Of course, all of this was in OP's description, but I didn't make the connection.

This fudging is actually a horrible hack that tends to seem to work OK visually, but foundationally it is terrible since it tends to hack one paragraph into two.  So you can easily have a paragraph end/start mid-sentence etc., and certain paragraph formatting can really showcase how bad it is. So there is no point in trying to "extend" this hack to also work with tables.

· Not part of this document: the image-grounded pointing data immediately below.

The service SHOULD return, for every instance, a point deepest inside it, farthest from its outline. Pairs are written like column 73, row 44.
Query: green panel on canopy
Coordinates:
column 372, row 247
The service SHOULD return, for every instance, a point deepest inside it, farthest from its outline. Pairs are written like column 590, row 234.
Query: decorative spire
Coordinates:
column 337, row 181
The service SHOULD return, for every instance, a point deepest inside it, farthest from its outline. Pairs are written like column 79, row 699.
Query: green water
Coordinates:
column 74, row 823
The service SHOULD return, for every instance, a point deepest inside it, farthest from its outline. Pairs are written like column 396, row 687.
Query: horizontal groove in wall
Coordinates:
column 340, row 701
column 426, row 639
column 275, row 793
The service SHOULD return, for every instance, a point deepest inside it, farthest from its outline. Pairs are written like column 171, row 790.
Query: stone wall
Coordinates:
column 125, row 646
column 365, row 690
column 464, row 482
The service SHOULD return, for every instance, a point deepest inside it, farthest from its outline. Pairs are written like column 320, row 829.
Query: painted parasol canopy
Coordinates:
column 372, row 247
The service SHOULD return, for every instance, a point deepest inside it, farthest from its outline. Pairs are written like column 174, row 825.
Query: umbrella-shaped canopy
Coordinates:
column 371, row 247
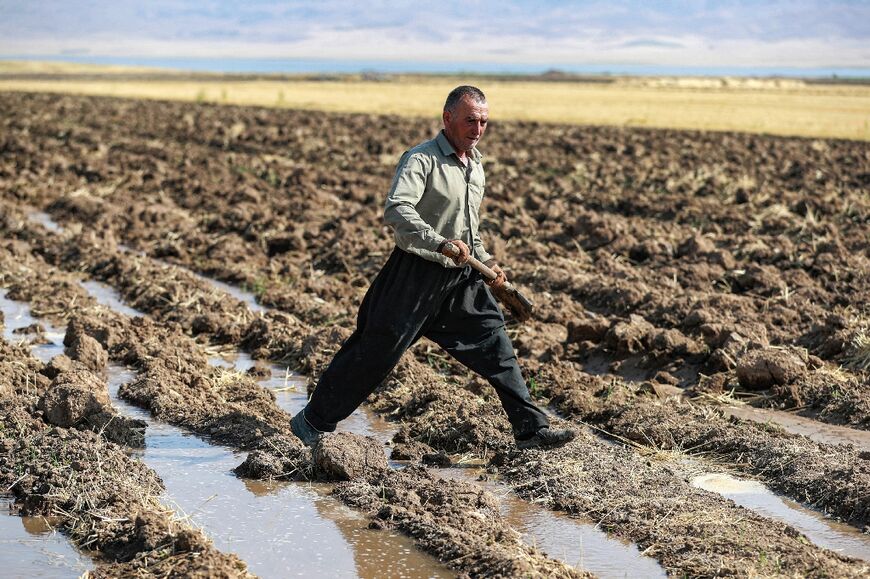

Comment 7 Justin L 2021-10-13 10:52:58 UTC
Created attachment 175714 [details]
144013_exaggerate.odt: demo of how terrible the "working" hack really is.
Comment 8 Luke 2021-10-23 19:09:18 UTC
Justin,
I like your idea of warning the user when LO's features don't map one-to-one to MSO's. It's a good stop-gap until this is fixed. What you think of adding support to LO's layout engine to support a Page Styles mode that matches MSO's? Should I file an enhancement request for either one or both.
Comment 9 Justin L 2021-10-23 19:13:44 UTC
I don't think there is any point in filing a bug about it. The scope is huge, so it will never get handled by a volunteer, only by a company. And in that case you don't need a bug report, you need money.